I was particularly touched and intrigued by one of his recent series I carry her photo with me, a scrapbook story of Sobekwa’s mourning of his sister Ziyanda’s disappearance. She passed away after becoming estranged from her family.  He began the project after finding the only picture of her, a family portrait with her face cut out.  This series was displayed in a slideshow in a dark room which made this sensitive series of looking for answers even more poignant.

 Another favourite of mine was upstairs, the series Daleside. Here Sobekwa captures the predominantly white community living in this small industrial town on the outskirts of Johannesburg.  He spent 5 years exploring this personal story of fascination and frustration with the place his mother worked as a domestic worker.  He wanted to understand Daleside himself and in turn also explored the deep-rooted racial divide in South Africa.  The distance can be felt in every stare in every portrait which illustrate the complexity of Sobekwa’s relationship with this area.
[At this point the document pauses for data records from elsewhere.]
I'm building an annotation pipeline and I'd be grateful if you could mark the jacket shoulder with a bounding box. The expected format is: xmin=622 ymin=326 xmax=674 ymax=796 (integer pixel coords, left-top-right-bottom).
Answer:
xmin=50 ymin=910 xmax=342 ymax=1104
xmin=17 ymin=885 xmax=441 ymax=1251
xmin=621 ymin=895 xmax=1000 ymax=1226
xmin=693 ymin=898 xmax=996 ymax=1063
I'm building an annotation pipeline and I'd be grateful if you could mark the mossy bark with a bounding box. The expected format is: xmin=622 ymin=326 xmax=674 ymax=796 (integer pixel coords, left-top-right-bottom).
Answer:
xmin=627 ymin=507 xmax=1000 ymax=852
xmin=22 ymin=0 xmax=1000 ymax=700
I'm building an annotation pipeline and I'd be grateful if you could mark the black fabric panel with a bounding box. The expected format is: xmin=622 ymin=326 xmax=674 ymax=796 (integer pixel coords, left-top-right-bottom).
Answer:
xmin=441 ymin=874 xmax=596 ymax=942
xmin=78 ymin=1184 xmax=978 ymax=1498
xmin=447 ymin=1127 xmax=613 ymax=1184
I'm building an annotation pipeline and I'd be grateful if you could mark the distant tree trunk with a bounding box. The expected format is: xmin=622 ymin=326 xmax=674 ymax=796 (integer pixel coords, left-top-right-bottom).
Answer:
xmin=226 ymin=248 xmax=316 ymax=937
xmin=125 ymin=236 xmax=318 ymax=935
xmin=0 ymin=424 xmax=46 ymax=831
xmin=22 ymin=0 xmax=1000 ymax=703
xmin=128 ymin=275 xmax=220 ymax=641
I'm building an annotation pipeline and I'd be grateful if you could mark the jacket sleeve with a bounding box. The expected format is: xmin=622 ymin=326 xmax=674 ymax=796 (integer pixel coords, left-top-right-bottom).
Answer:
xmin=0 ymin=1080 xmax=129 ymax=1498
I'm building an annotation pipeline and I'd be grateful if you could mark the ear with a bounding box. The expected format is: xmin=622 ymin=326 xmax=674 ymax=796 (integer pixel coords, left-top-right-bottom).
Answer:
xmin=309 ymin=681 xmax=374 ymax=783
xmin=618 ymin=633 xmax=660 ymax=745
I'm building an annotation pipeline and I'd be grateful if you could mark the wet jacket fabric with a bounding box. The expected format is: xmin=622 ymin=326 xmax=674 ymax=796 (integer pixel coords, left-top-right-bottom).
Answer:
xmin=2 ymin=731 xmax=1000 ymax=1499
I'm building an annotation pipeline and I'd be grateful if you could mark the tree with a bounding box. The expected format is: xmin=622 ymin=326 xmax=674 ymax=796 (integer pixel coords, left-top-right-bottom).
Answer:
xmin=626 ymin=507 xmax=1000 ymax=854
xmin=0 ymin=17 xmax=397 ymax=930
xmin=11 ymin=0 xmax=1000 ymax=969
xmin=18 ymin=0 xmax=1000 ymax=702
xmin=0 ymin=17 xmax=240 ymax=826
Lindokuhle Sobekwa was born in Katlehong, Johannesberg in 1995.  He was introduced to photography in 2012 through an educational programme, Of Soul and Joy Project that ran in the township, Thokoza.  He started his career by photographing birthday parties and weddings and later realized that photography as a medium could be a very important tool to tell stories that concern and interest him.

 

“My education in photography was not only based in school, where they teach you, but also in the people I photograph.”

- Lindokuhle Sobekwa

Sobekwa joined Live Magazine as part-time photographer in 2013.  He’s early projects dealt with poverty and unemployment in the townships of South Africa as well as the growing nyaope drug crises with them.  In 2014 his first break out photo series Nyaope was published in the Mail and Guardian and his work feature in Vice Magazine as well as the De Standaard.

 Sobekwa became a Magnum Nominee in 2018 and a Member in 2022.  He participates in a variety of photographic activities including assignments to Kenya and South Africa as well as lectures on his work and photography in South Africa in Europe and America.

The exhibition closes in 4 days and in my opinion a must see.  What a treat to be spoiled with the best of local, just shows that South Africa has world class artists!